À Genève, le Tchad a présenté son troisième rapport périodique sur la mise en œuvre du Pacte international relatif aux droits civils et politiques devant le Comité des droits de l’homme des Nations unies. Cet exercice s’inscrit dans le cadre du suivi régulier des engagements pris par les États parties en matière de protection des droits fondamentaux.
La délégation tchadienne était conduite par le Garde des Sceaux et ministre de la Justice chargé des droits humains, Dr. Youssouf Tom, accompagné de l’Ambassadeur Ahmad Makaila, représentant permanent du Tchad auprès de l’ONU à Genève. Plusieurs responsables institutionnels et acteurs de la société civile ont également pris part aux travaux, dont Belngar Larmé, président de la Commission nationale des droits de l’homme (CNDH).

Les discussions ont notamment porté sur la protection des enfants et les efforts engagés pour prévenir leur implication dans les forces armées.
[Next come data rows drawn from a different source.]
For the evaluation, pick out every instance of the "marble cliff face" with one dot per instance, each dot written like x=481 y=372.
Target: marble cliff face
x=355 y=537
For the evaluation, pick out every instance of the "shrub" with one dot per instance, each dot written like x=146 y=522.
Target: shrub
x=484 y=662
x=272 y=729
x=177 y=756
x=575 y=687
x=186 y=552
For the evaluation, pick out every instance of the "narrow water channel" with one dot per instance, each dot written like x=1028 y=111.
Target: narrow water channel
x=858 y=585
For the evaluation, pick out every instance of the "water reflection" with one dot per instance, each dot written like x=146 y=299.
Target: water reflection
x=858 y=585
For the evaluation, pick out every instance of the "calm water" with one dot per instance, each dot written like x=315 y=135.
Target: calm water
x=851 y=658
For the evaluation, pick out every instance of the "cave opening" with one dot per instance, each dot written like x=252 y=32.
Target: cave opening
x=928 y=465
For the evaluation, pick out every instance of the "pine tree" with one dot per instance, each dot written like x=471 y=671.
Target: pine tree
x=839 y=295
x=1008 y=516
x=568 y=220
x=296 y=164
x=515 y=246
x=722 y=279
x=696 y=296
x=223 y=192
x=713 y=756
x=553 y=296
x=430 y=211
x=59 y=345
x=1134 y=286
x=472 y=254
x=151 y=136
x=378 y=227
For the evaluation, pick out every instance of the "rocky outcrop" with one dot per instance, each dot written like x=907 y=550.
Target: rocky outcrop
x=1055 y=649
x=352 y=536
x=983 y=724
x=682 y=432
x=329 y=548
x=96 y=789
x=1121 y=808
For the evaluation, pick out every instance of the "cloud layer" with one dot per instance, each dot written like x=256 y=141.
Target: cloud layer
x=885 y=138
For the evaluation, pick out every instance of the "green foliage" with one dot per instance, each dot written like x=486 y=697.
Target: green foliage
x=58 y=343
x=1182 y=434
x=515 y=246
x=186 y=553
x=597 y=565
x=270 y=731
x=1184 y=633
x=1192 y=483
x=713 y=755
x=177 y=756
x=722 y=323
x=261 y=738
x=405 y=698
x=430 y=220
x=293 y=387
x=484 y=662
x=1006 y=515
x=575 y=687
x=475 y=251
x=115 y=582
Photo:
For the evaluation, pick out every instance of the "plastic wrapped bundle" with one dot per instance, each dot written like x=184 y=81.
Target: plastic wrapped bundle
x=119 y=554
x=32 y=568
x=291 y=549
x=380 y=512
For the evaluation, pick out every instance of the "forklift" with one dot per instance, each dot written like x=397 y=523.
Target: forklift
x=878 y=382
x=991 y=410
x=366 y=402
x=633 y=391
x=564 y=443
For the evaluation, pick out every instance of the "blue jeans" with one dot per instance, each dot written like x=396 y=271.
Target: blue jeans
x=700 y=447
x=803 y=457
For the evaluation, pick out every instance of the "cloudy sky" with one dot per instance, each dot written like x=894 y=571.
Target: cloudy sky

Intervenant devant le Comité, le général de brigade Ali Goukouni Issa, point focal de UNICEF au ministère tchadien des Armées, a réaffirmé la position officielle du gouvernement.
Selon lui, conformément aux engagements pris auprès du Haut‑Commissariat des Nations unies aux droits de l’homme, aucun enfant ne sert actuellement dans les forces de défense et de sécurité du Tchad. Il a souligné que les autorités restent mobilisées pour garantir le respect strict de cette obligation.
Le général a également rappelé la création d’une coordination nationale chargée du désarmement, de la démobilisation et de la réinsertion (DDR). Cette initiative a été mise en place sous l’impulsion du chef de l’État, le Mahamat Idriss Déby Itno, dans le cadre de l’application de l’Accord de Doha et des recommandations issues du Dialogue national inclusif et souverain.

Ce mécanisme vise à accompagner la sortie de crise en facilitant la réintégration des ex-combattants et en renforçant la stabilité nationale, avec l’appui de partenaires internationaux. « Nous restons attentifs à l’évolution de ces engagements en faveur de la protection des enfants et des droits humains », a conclu le général Ali Goukouni Issa devant les membres du Comité.
La présentation de ce rapport constitue une étape importante dans le dialogue entre le Tchad et les mécanismes internationaux de suivi des droits humains, alors que le pays poursuit ses efforts pour renforcer ses institutions et améliorer la protection des libertés fondamentales.